温度変化や熱の回路に対する影響
温度変化や温度勾配は色々なところで、回路の特性に影響を及ぼします。
抵抗やコンデンサなどの値は300ppm/℃くらいのものが多く、30℃の温
度変化で1%程度の変動になります。シリコン接合の順方向電圧も約−2mV/℃、
シリコンプレーナトランジスタのhFEは1%/℃、コレクタ飽和電圧は0.5%/
℃くらい、変化します。

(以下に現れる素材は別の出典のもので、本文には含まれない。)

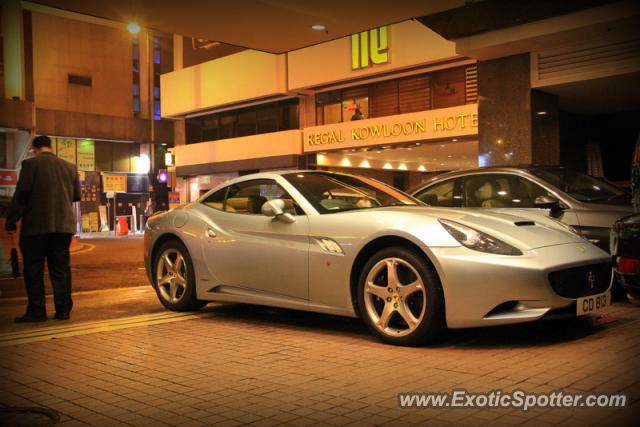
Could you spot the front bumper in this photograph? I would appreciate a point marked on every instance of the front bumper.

定電流バイアスしたダイオードや測温抵抗を温度計センサ
として使用する場合、自己発熱による温度上昇と、周囲の風の影響で測定誤差が増
える場合がありますので、バイアス電流を少なくする必要があります。
差動増幅器では、ふたつの能動素子の温度の違いによりオフセット電圧ドリフト
が発生することがあります。高精度な差動増幅器では、同じチップ上の隣り合う2
つのトランジスタを使用したり、隣接する4つのトランジスタを対角同士ペアにし
て熱勾配の影響を軽減しています。
パワーアンプのトランジスタのバイアス回路や、過電流保護回路は、パワートラ
ンジスタに熱的に結合したトランジスタなどを使用して発熱による特性変化に対応
するようにします。
パワーオペアンプなどで、低周波(熱抵抗と熱容量の時定数に比べて低い周波数)
の信号を出力すると、温度によって特性が変わるために、変調を受け、歪率が悪化
したりします。
ミリ波の超低雑音増幅器では、素子の熱雑音を減らすために液体窒素で冷却して
いるものもあります。
水晶発振回路などでは、温度補償型のものでも温度変化により0.3ppm程度
は変動しますからから、VHF以上の周波数では温度安定度に対する要求が厳しく
なります。1GHzの0.3ppmは300Hzになります。通信機として考える
とFMならともかく、SSBでは厳しいものでしょう。下手をすればオフバンドや
安定度で電波法違反になってしまいます。